In the Spirit
Some news on the spirit front:
Say bye-bye to The Macallan single malts bearing age statements, at least in many markets around the world. They are being replaced by four new expressions with no age statements but rather, with names based on the whisky’s colour (which, in turn, is determined by the types of oak used to mature them). The story is all over the Interweb so I’m not going to retell it. Whether you view this as a calculated maneuver by the distillery to make up for over-extending its market, or an honest attempt to convince whisky aficionados that age isn’t the be all and end all, is up to you. Suffice to say that all of the new expressions are up to The Macallan’s typically exacting standards. Ontario malt lovers, luckily, will be able to purchase all four of the new expressions.
And speaking of The Macallan, it, along with a bevy of other premium spirits, were on display (and thankfully, being poured) at the first (hopefully annual) Beam Spirits Confidential that showcased the entire range represented by Beam Global. Not only were some very fine spirits available for tasting at the event (held at Toronto’s Evergreen Brick Works), but the very fine people behind the production and promotion of the products were also there in the form of Master Distillers, Master Blenders, and Master Ambassadors. (Some people are masters of wines and spirits; I, but a mere slave.)
The event (expertly organized and flawlessly executed by the pros at Praxis PR) not only featured a full-blown spirits exhibition, but also a creative and ultimately very successful “bell ringer” for the trade. Each Ambassador would have six minutes to give an overview of the product they were pouring before the large group (divided into eight small groups – one per table) moved to the next station.
John Cashman from Cooley’s Irish Whiskey was pouring the amazing Kilbeggan 18 Year Old. Rich, mildly spicy, with hints of vanilla and cocoa and an incredible, toffee-laced finish, it is the oldest blend ever released under the Kilbeggan label. If you can find it, buy it.

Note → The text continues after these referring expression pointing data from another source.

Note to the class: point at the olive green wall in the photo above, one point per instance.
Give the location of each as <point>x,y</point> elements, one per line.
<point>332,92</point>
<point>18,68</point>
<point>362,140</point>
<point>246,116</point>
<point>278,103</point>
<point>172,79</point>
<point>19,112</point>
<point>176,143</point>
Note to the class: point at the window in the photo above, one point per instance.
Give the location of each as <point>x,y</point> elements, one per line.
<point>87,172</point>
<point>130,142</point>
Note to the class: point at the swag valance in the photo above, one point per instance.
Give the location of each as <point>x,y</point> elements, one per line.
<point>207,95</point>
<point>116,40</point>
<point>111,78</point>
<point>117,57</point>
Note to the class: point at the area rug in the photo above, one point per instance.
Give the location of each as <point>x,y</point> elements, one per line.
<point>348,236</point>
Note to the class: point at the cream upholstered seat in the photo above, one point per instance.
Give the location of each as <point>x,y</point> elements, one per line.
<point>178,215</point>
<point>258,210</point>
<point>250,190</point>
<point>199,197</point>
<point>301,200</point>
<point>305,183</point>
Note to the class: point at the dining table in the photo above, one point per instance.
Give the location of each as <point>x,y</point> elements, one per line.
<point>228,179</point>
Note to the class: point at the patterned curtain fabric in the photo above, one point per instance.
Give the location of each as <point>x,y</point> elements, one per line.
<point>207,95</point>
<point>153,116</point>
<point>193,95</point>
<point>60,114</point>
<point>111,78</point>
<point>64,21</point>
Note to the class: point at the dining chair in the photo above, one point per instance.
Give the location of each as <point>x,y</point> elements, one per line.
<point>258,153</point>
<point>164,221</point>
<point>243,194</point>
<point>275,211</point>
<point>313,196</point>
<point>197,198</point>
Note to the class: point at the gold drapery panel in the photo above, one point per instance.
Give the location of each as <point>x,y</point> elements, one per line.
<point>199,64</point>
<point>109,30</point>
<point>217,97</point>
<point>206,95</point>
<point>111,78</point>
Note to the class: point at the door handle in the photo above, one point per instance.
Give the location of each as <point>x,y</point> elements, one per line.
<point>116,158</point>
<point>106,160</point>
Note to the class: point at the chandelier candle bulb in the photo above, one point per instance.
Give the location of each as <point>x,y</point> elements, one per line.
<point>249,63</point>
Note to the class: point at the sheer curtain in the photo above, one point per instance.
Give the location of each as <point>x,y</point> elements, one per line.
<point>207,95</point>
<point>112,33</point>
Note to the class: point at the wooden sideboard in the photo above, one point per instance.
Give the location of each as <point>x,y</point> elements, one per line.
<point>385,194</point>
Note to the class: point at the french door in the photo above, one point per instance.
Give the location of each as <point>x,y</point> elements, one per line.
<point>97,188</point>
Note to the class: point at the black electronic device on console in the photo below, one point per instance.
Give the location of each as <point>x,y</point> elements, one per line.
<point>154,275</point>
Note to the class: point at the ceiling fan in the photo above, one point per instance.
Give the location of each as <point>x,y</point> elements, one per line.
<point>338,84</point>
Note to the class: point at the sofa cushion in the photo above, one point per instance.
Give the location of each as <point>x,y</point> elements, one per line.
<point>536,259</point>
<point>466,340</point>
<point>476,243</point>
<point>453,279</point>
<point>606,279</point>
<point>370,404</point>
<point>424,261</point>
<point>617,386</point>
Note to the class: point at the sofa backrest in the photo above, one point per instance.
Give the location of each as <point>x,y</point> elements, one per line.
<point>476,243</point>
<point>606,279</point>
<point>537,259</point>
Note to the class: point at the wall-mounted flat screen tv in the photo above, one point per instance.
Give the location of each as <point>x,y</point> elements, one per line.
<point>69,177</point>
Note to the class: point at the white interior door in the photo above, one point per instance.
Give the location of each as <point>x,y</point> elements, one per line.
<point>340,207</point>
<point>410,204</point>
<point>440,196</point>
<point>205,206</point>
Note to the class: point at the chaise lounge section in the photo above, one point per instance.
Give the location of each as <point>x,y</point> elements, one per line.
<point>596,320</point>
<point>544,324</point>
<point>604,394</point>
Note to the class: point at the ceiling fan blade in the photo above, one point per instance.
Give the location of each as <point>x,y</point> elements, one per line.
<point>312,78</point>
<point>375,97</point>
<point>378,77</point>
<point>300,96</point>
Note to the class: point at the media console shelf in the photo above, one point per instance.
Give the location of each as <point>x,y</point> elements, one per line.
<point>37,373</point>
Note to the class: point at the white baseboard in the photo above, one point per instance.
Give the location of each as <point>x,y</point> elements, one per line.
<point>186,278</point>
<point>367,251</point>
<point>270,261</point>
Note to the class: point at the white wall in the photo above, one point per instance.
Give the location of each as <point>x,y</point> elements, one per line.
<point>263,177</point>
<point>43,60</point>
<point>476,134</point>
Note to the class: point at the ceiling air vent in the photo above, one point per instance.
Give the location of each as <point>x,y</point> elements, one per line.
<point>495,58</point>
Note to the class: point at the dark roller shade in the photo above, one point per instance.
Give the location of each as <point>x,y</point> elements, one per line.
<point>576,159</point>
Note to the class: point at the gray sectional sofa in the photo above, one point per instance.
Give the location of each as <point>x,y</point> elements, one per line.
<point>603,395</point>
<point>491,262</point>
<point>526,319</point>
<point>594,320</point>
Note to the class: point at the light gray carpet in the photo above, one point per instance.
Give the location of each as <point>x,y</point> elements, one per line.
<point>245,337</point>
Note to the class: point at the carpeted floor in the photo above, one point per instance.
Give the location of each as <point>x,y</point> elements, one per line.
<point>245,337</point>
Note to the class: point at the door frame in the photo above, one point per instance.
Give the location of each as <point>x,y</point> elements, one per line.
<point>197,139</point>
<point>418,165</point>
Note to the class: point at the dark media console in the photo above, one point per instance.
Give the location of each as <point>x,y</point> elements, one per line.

Also on hand were Simon Brooking from Laphroaig, who introduced me to the latest bottling of the intense, smoky/peaty Laphroaig “Cairdeas” Origin 2012. Sweet top notes on the palate with floral/seaweed nuances, the telltale smokiness came wafting back on the way down. Patrice Pinet, Master Blender for Courvoisier, poured what was easily one of the most intriguing cognacs I’ve ever tasted in the form of L’Essence de Courvoisier Cognac. Fred Noe, great-grandson of Jim Beam himself, explained the unique technique used to create the “Devil’s Cut” bourbon (called “sweating the barrel”). Dan Tullio , representing Canadian Club, talked to me, over a sip of velvety Canadian Club 20 Year Old, about the differing mash bills used for the CC range. Maker’s Mark’s Greg Davis, having assured me that the whole brouhaha behind the distillery’s plan to water down it’s flagship bourbon was now water under the bridge (it ain’t happening), offered a sample of the caramel, marmalade, molasses and marzipan-laced Maker’s 46 bourbon. Don Nelthropp brought a taste of the islands to Toronto in the form of the intense, orange, treacle, nutmeg-smelling Cruzan Single Barrel rum with it’s flavours of fruitcake, candied orange and subtle vanilla. And last but by no means least, the prettiest Ambassador in the room, Karina Sanchez, gave me a blast of Sauza Tequila’s Sauza “Tres Generations” Plata Tequila. As the song goes, “Oh, Mexico, I never really been but I’d sure like to go.” This experience did, however, bring me a little closer.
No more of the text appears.